Abhisit, jusqu'à présent soutenu par l'armée, a pour sa part
refusé de démissionner. "Moi et mon gouvernement continuerons de
travailler pour résoudre la situation", a déclaré le Premier
ministre. L'opération militaire a tourné au fiasco lorsqu'il est
devenu évident que les manifestants ne baissaient pas les bras et
reprenaient régulièrement du terrain sur les forces de l'ordre. A
21h00 locales, l'armée a décidé de battre en retraite et d'appeler
à une trêve pour éviter un drame plus important encore.
"Les soldats vont devoir se retirer, il n'y a aucun endroit pour
se protéger. On ne peut rien faire", a admis le général Anupong
Paojinda, chef de l'armée. Une autre opération avait été
originellement planifiée dans le quartier commercial et touristique
de Ratchaprasong, plus à l'est, occupé depuis huit jours. Elle a
été annulée.
Corps hissés
Dans la vieille ville, les "rouges" ont hissé les corps de deux
victimes pour les montrer à la foule. Quelques mares de sang
témoignaient de la violence des heurts, devant des visages en
larmes, sous le choc. "Les 'chemises rouges' ont gagné ce soir mais
la bataille n'est pas terminée tant qu'Abhisit n'est pas parti", a
affirmé Santisuk Phuprasat, 42 ans, un enseignant de la banlieue de
Bangkok.
Plusieurs autres manifestations se sont déroulées en province,
dont une à Chiang Mai, principale ville du nord, d'où Thaksin est
originaire. L'homme d'affaires, véritable icône des "chemises
rouges," a été renversé en 2006 par un coup d'Etat militaire. Il
vit depuis près de deux ans en exil à l'étranger.
agences/mej
Washington appelle au calme
La Maison Blanche a appelé samedi à la retenue en Thaïlande, où se sont déroulés des affrontements violents entre militaires et manifestants anti-gouvernementaux.

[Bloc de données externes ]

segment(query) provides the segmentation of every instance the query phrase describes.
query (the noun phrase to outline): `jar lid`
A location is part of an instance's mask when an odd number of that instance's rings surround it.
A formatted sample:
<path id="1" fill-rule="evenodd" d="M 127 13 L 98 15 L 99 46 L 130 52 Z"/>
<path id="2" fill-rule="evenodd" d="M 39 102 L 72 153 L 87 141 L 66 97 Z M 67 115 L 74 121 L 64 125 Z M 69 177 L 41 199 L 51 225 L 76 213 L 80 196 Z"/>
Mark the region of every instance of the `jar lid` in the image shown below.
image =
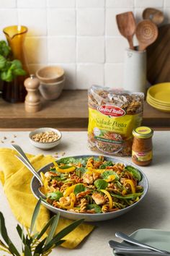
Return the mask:
<path id="1" fill-rule="evenodd" d="M 147 127 L 137 127 L 133 131 L 133 135 L 140 139 L 146 139 L 153 136 L 153 131 Z"/>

"La Maison Blanche suit de près la situation en Thaïlande et presse tant les manifestants que les forces de sécurité de faire preuve de retenue", a déclaré le porte-parole du Conseil de la sécurité nationale, Mike Hammer.
"Nous déplorons cette explosion de violence en Thaïlande, notre amie et alliée de longue date, et demandons des négociations de bonne foi entre les parties pour résoudre les difficultés pacifiquement", a-t-il ajouté.
La contestation s'étend en province
Plusieurs centaines de partisans de l'opposition thaïlandaise ont fait irruption samedi dans l'enceinte du gouvernorat de Chiangmai, dans le nord du pays, rapporte un témoin.
A Bangkok, une centaine de personnes ont été blessées dans de nouveaux heurts entre l'opposition et les forces de l'ordre.
Les "chemises rouges" avaient promis de faire le siège des bâtiments administratifs de province en cas d'intervention armée contre les manifestants rassemblés depuis près d'un mois à Bangkok pour réclamer des élections anticipées.
Une cinquantaine de policiers se trouvaient sur les lieux mais ne sont pas intervenus.